A Better Payroll Card – Prepaid Debit Cards Without Victimizing Employees
Big companies like McDonald’s, Taco Bell and Walgreens received a heavy dose of negative press recently – not to mention unwanted attention from New York’s attorney general – when a host of stories appeared highlighting the practice of paying some workers with prepaid debit cards. The stories detailed how large corporations can save a lot of money by replacing direct deposit or paper checks traditionally used to pay wages with prepaid debit cards.
But plenty of workers, many of them earning minimum wage, have complained about the practice, arguing that the fees associated with many prepaid cards take too large of a chunk from their earnings. But the use of prepaid debit cards to pay workers who don’t have traditional bank accounts isn’t necessarily a bad thing.

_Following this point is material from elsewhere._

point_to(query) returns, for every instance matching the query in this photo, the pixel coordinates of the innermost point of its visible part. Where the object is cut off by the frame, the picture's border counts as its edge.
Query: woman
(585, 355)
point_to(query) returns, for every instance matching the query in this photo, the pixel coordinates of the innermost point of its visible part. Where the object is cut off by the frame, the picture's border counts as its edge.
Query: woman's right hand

At least that’s the conclusion reached in an opinion piece published by the American Payroll Association (APA) and the National Consumer Law Center (NCLC), two advocacy groups with very different constituencies. The National Consumer Law Center has been focused on promoting economic security for low-income and other disadvantaged people while the American Payroll Association provides education and training to thousands of payroll professionals. “Though we represent different constituencies (low income consumers and payroll administrators), we agree that payroll cards can offer unbanked workers an economical, safe and convenient way to receive their wages,” write the authors, William Dunn of the APA and Lauren Sanders of the NCLC.
But the two organizations attach a host of caveats to their endorsement of the use of prepaid cards. Among the guidelines the groups suggest for the use of prepaid cards are
• At least once during each pay period employees should be able to access all of their wages without having to pay any fees. That means that workers should be able to go to an ATM, a bank teller or get cash back from a purchase without being hit with a charge.
• Workers should have a choice – be it direct deposit or paper check or prepaid card – about how to receive their pay. They should also be able to change the method of payment when they’d like.
• Employees should be offered a prepaid card that is widely accepted, such as one bearing the Visa, MasterCard or Discover logo. If possible, the cards used should have a large network of surcharge-free ATMs.
• Employers need to provide training about how prepaid debit cards work and what terms are required to understand them so that they can access their money without paying any fees.